The administration took the opportunity on Transgender Day of
Visibility to also reveal additional measures that other federal
agencies will implement to accommodate transgender people, those whose
gender identity differs from the sex assigned at birth. For instance,
the State Department will allow all American citizens to select an X
as their gender marker on U.S. passport applications. This will
deliver on the president’s commitment to expand access to accurate
identification documents for transgender and non-binary Americans,
according to the announcement. The Department of Homeland Security
(DHS) is strong-arming air carriers to “promote the use and
acceptance of the X gender marker to ensure more efficient and
accurate passenger processing.” The DHS agency created after 9/11 to
protect the nation’s transportation system, the Transportation
Security Administration (TSA), will update its Standard Operating
Procedures to remove gender considerations when validating a
traveler’s identification at airport security checkpoints. TSA
PreCheck and Customs and Border Protection (CBP) Trusted Traveler
Programs will also get updated to include X gender markers to
“enhance access for transgender, non-binary, and gender
non-conforming travelers.”
The Social Security Administration is eliminating a rule requiring
transgender people to provide legal or medical documentation of their
identity on official records. “This will significantly improve
transgender individuals’ experience in accessing their retirement
benefits, obtaining health care, and applying for jobs,” the Biden
administration claims. The Equal Employment Opportunity Commission
(EEOC), the federal agency that enforces the nation’s workplace
discrimination laws, will promote greater equity and inclusion for
members of the transgender community by providing the option to select
an X gender marker during the initial intake process of filing a
discrimination charge. The Department of Education will update federal
student aid forms to include gender identity when applying for federal
financial aid, which the administration asserts will inform the agency
about barriers “transgender and non-binary students face in the
financial aid process.”
Other government efforts to accommodate this tiny population include
programs to support transgender veterans, mental health services for
transgender youths and training for school personnel nationwide to
support transgender and non-binary students. The Department of Health
and Human Services (HHS), the first federal agency to fly a
transgender pride flag above its headquarters, will soon reveal its
plan to “best serve LGBTQI+ Americans” based on a comprehensive
study on “Measuring Sex, Gender Identity, and Sexual Orientation”
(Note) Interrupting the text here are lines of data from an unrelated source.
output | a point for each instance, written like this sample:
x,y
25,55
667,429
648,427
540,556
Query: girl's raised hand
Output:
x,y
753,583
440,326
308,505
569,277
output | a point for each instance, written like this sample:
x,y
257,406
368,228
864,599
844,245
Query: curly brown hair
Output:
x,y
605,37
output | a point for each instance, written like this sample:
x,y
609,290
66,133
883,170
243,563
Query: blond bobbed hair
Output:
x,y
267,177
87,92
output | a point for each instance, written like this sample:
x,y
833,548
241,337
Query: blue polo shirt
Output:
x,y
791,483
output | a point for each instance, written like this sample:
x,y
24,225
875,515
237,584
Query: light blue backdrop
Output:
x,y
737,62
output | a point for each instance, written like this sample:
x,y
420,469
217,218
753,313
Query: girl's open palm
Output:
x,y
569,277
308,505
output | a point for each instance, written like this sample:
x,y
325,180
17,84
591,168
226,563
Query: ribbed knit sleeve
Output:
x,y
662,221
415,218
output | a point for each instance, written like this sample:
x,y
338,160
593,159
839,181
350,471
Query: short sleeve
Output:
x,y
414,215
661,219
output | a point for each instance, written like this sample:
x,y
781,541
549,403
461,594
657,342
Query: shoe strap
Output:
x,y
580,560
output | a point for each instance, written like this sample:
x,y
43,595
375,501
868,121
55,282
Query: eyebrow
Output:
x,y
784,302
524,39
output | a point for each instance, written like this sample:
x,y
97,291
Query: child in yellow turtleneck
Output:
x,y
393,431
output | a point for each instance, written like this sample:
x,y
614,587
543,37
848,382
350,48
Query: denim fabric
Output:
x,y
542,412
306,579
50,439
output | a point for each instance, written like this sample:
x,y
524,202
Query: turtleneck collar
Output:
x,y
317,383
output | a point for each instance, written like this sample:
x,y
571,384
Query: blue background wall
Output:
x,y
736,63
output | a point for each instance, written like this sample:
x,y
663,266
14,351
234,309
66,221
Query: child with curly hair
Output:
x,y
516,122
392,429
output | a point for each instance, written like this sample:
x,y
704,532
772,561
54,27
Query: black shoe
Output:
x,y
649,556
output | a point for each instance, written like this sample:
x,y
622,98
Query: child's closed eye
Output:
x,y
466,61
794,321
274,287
conducted by the National Institutes of Health (NIH), the nation’s
medical research agency. HHS is also using another
“groundbreaking” taxpayer-funded study on how transgender
Americans want to see themselves reflected on federal identifications.
In closing, the White House will roll out the welcome mat for
transgender visitors by “implementing updates that will improve the
White House campus entry process for transgender, gender
non-conforming, and non-binary visitors.” This will be accomplished
by modifying the White House Worker and Visitor Entry System (WAVES)
to allow an X gender marker option so transgender, gender
nonconforming and non-binary folks “can visit the People’s House
in a manner that respects and affirms their gender identity.”